If the applicant, employee, or contractor work on the following types of critical infrastructure and their research, work, or access would allow them to compromise the security or integrity of the infrastructure, they fall subject to these reviews. The infrastructure systems identified in Section 117.001(2), Business and Commerce Code, are as follows:

• Communication infrastructure system
• Cybersecurity system – defined as measures taken to protect a computer, computer network, computer system, or other technology infrastructure against unauthorized use or access.
• Electric grid
• Hazardous waste treatment system
• Water treatment facility Entities who are subject to this order may either use the vendor procured by DPS or procure these services independently after consulting with DPS.

If an agency wishes to directly procure these services, in order to meet the consultation requirement of this order, please submit a letter that a) identifies the vendor, process, or service in use by your agency to comply with this order and b) explains how the vendor, process or service addresses the requirements of this order. DPS will review the information submitted and determine if the services meet the requirements outlined in Executive Order GA-48.

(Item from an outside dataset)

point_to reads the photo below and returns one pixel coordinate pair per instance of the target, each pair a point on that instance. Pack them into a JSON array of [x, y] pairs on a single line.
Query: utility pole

If your agency instead wishes to make use of the vendor procured by DPS, please follow the below process:

• An Interagency Cooperation Contract (IAC) has been established outlining the statement of services and other applicable terms and conditions.   The IAC can be found here.  Please read the instructions provided to fill out the form accurately.  The IAC contains boilerplate language that is applicable to most entities.  Any changes to the IAC template will require an addendum and coordination with DPS’ Office of General Counsel and Procurement and Contract Services team.
• Once the IAC has been signed by both parties, agencies may submit a request for review to statesecurityreviews@dps.texas.gov.  Each request must be submitted using the supplied template and include the necessary information on the employee or business.
• Sensitive data should be sent password protected via encrypted email or via a Secure File Transfer Protocol (SFTP) site.  If you would like to transmit your personnel data via SFTP, please contact statesecurityreviews@dps.texas.gov.
• For each request, DPS will utilize the submitted information and query the names/entities. The results will be provided to the agency point of contact. DPS may also perform additional review on the employees. DPS recommends that personnel who are subject to this order undergo these routine reviews at least every 5 years.

In addition, the Governor’s Office has created a standardized process for agencies to certify their compliance with Governor Abbott’s Executive Order GA-48. In accordance with the EO, agencies must certify compliance by August 1, 2025. Executive Directors, or their designee, from any agency controlled by gubernatorial appointees must certify compliance. Any questions related to this should be directed to the Office of the Governor’s assigned budget and policy advisor.